Volume XLII-3
Int. Arch. Photogramm. Remote Sens. Spatial Inf. Sci., XLII-3, 1447-1452, 2018
https://doi.org/10.5194/isprs-archives-XLII-3-1447-2018
© Author(s) 2018. This work is distributed under
the Creative Commons Attribution 4.0 License.
Int. Arch. Photogramm. Remote Sens. Spatial Inf. Sci., XLII-3, 1447-1452, 2018
https://doi.org/10.5194/isprs-archives-XLII-3-1447-2018
© Author(s) 2018. This work is distributed under
the Creative Commons Attribution 4.0 License.

  30 Apr 2018

30 Apr 2018

LANDSLIDE INVENTORY MAPPING FROM BITEMPORAL 10 m SENTINEL-2 IMAGES USING CHANGE DETECTION BASED MARKOV RANDOM FIELD

Y. Qin1, P. Lu1, and Z. Li2 Y. Qin et al.
  • 1College of Surveying and Geo-Informatics, Tongji University, 1239 Siping Road, Shanghai, China
  • 2Geospatial Sciences Center of Excellence, South Dakota State University, Brookings, SD, USA

Keywords: Landslide Inventory Mapping, Change Detection, Normalized Difference Vegetation Index, Principal Component Analysis, Markov Random Field, Sentinel-2 Images

Abstract.
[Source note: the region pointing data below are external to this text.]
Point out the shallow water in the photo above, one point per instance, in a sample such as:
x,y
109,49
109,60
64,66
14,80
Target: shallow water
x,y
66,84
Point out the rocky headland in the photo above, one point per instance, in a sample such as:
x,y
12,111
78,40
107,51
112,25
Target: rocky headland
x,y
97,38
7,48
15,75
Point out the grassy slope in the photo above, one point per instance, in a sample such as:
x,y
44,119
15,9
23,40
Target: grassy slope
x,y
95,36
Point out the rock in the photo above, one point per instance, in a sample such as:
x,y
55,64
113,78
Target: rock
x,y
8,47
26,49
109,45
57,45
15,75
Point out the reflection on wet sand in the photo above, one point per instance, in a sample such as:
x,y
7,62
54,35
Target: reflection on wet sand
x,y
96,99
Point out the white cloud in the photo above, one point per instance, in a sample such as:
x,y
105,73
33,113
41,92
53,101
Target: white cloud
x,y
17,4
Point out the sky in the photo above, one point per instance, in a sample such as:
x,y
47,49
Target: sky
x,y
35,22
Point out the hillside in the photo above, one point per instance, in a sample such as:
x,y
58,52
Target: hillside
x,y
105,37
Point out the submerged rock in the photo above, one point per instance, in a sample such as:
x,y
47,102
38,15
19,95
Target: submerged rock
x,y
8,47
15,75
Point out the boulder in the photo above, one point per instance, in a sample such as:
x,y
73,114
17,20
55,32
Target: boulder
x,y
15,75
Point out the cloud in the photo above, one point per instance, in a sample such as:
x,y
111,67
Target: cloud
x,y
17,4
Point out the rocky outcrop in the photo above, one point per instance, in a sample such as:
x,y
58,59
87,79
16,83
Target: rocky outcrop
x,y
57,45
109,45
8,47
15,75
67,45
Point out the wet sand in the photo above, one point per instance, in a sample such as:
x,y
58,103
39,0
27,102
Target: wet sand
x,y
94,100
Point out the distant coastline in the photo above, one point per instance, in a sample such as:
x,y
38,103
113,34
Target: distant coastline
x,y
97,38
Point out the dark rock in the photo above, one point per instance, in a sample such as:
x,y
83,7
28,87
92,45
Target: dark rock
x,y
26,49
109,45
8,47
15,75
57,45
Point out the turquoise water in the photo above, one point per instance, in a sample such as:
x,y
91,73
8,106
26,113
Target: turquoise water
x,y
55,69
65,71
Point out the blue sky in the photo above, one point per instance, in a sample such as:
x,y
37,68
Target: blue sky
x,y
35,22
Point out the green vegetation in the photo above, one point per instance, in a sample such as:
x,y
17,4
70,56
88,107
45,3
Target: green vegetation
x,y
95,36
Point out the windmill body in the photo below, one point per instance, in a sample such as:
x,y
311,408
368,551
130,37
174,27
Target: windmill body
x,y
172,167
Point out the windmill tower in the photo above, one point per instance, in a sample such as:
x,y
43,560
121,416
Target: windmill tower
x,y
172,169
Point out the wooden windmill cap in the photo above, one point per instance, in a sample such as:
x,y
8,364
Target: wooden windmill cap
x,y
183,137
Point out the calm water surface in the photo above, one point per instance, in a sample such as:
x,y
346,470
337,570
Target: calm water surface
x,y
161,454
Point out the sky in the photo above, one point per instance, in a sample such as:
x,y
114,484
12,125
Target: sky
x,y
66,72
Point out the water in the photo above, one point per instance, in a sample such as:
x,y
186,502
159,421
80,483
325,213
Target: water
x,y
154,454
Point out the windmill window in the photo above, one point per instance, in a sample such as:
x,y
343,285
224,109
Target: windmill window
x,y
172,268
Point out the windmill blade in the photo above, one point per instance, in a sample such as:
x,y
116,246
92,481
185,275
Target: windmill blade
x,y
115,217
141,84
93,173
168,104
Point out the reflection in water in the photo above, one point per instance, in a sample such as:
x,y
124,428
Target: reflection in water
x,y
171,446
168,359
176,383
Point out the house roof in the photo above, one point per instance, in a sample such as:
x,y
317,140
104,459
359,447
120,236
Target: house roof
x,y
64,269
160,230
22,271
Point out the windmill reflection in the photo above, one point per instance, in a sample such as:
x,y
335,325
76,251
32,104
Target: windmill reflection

Landslide inventory mapping is essential for hazard assessment and mitigation. In most previous studies, landslide mapping was achieved by visual interpretation of aerial photos and remote sensing images. However, such method is labor-intensive and time-consuming, especially over large areas. Although a number of semi-automatic landslide mapping methods have been proposed over the past few years, limitations remain in terms of their applicability over different study areas and data, and there is large room for improvement in terms of the accuracy and automation degree. For these reasons, we developed a change detection-based Markov Random Field (CDMRF) method for landslide inventory mapping. The proposed method mainly includes two steps: 1) change detection-based multi-threshold for training samples generation and 2) MRF for landslide inventory mapping. Compared with the previous methods, the proposed method in this study has three advantages: 1) it combines multiple image difference techniques with multi-threshold method to generate reliable training samples; 2) it takes the spectral characteristics of landslides into account; and 3) it is highly automatic with little parameter tuning. The proposed method was applied for regional landslides mapping from 10 m Sentinel-2 images in Western China. Results corroborated the effectiveness and applicability of the proposed method especially the capability of rapid landslide mapping. Some directions for future research are offered. This study to our knowledge is the first attempt to map landslides from free and medium resolution satellite (i.e., Sentinel-2) images in China.